Sunday, September 21, 2014
YOLO COUNTY NEWS
99 CENTS

Standing In: How to ward off Alzheimer’s: A modest proposal

1McNurlinWeb

By
From page A2 | October 01, 2013 |

It seems to be common knowledge that the way to forestall dreaded memory loss is to exercise your brain. Articles tout the benefits of crossword puzzles, traveling, being social and exercising. Challenge your brain! That’s the ticket.

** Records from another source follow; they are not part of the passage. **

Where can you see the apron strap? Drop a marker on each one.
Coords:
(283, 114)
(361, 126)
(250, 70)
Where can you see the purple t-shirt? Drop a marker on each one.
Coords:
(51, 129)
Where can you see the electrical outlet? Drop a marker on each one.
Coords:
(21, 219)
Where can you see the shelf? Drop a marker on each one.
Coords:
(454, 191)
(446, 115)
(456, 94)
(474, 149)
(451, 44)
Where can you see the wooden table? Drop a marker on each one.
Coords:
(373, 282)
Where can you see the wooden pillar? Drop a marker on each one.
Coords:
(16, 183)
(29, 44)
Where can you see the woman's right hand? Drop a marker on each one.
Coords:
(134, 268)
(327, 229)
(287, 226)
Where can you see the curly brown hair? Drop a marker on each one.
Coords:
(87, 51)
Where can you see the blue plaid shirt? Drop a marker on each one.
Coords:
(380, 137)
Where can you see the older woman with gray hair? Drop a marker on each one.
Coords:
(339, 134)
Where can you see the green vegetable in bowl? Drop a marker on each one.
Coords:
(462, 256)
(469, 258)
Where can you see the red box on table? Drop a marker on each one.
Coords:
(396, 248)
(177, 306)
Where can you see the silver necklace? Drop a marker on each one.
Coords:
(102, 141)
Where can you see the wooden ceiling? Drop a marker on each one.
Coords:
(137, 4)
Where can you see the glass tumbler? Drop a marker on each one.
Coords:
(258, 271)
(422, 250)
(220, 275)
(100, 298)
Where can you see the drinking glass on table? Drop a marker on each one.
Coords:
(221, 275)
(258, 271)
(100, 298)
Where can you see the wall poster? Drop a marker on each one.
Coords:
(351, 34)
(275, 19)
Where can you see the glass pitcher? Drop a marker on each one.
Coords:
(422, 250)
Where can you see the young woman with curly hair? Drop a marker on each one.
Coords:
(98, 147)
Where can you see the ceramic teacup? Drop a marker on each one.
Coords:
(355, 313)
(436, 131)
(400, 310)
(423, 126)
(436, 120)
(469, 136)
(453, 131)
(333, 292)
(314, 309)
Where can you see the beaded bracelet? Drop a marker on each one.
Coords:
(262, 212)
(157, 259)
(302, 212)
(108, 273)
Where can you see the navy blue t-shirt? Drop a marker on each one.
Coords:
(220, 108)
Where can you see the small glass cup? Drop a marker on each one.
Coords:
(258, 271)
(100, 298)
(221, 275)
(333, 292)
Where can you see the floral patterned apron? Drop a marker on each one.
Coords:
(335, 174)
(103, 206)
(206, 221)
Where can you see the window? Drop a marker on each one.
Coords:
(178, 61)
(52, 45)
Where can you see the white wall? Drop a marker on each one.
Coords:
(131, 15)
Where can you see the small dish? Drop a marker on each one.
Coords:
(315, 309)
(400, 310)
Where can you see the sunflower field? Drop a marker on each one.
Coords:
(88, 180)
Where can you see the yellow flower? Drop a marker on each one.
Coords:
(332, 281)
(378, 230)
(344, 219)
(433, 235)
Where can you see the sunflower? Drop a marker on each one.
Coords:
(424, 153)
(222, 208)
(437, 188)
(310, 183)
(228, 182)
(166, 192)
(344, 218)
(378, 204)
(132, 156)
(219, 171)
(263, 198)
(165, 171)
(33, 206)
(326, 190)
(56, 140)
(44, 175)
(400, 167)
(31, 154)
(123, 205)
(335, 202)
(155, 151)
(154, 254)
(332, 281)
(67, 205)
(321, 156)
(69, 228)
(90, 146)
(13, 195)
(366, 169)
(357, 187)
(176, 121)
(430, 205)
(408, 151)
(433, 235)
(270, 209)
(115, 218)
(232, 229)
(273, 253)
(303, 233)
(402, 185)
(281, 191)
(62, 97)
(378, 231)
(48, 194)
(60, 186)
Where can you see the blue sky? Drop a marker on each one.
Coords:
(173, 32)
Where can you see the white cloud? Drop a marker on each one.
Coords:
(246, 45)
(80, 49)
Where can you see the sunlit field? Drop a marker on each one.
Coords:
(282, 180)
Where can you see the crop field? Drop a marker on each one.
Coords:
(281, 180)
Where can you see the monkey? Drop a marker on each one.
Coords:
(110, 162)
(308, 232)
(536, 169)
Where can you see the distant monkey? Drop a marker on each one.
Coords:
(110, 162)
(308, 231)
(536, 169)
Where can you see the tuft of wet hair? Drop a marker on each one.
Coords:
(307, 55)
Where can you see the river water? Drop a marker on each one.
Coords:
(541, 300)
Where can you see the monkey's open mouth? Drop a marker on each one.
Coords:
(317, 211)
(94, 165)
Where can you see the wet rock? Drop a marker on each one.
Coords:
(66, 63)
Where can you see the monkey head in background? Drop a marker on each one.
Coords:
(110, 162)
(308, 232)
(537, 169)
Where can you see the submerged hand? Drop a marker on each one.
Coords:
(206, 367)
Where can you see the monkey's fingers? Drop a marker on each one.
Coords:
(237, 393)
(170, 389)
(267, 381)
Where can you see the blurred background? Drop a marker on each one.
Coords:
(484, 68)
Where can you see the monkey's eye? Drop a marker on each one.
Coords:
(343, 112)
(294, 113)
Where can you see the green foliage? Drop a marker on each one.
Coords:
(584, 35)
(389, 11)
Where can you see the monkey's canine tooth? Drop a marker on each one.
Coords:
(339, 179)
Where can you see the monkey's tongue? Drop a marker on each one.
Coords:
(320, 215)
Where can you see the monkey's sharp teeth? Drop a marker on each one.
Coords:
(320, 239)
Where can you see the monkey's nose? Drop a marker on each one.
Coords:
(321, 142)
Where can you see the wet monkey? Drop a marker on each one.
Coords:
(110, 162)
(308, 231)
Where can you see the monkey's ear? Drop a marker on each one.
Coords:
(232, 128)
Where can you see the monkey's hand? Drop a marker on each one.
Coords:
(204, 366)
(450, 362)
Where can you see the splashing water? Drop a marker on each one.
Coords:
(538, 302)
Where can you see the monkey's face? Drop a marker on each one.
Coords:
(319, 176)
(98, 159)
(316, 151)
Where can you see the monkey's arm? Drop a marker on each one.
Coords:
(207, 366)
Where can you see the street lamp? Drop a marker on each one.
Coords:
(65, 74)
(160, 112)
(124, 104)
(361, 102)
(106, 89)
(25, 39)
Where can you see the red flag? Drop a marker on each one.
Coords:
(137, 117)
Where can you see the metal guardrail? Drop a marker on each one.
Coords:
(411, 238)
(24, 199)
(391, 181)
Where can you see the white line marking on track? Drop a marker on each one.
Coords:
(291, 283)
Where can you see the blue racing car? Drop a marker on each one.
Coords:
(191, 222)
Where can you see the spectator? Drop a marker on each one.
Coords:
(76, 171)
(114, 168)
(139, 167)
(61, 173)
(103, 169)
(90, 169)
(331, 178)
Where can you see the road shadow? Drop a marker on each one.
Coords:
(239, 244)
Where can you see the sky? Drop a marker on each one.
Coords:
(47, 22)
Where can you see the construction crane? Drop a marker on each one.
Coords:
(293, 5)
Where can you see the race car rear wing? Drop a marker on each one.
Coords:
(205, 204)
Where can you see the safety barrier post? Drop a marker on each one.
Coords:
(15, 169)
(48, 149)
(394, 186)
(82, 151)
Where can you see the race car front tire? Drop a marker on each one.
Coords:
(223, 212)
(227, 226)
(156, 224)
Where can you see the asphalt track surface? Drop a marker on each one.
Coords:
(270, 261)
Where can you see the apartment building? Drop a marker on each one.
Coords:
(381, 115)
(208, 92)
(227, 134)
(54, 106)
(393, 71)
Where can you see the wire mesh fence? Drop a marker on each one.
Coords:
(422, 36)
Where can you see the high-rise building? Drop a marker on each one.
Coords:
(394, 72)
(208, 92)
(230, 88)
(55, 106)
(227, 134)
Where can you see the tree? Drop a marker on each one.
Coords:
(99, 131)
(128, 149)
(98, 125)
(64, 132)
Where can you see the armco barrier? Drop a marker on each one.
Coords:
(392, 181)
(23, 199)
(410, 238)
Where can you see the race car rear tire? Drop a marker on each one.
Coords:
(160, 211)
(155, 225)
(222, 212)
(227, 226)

This summer I happened upon a sure-fire approach to vastly increase the neuron firings in my brain. It didn’t take arduous planning. In fact, I came upon it by accident. But I haven’t seen anyone else mention it. It’s like the elephant under the living room carpet that no one admits is there. My modest proposal? Become accident-prone. Why, because of just this one summer, I bet I’ve forestalled Alzheimer’s for at least 10 years.

It all started at 8 a.m. Saturday, June 8, at Emerson Junior High. Parents of recently graduated high school seniors may recognize that date as the morning after Grad Night 2013 — the alcohol-free, all-night party for Davis grads.

For years, I’ve wanted to decorate for Grad Night. So this year I did, in the sophomore area (because my granddaughter was a sophomore). We sophomore parents (and grandparents) had a great time, and did a bang-up job.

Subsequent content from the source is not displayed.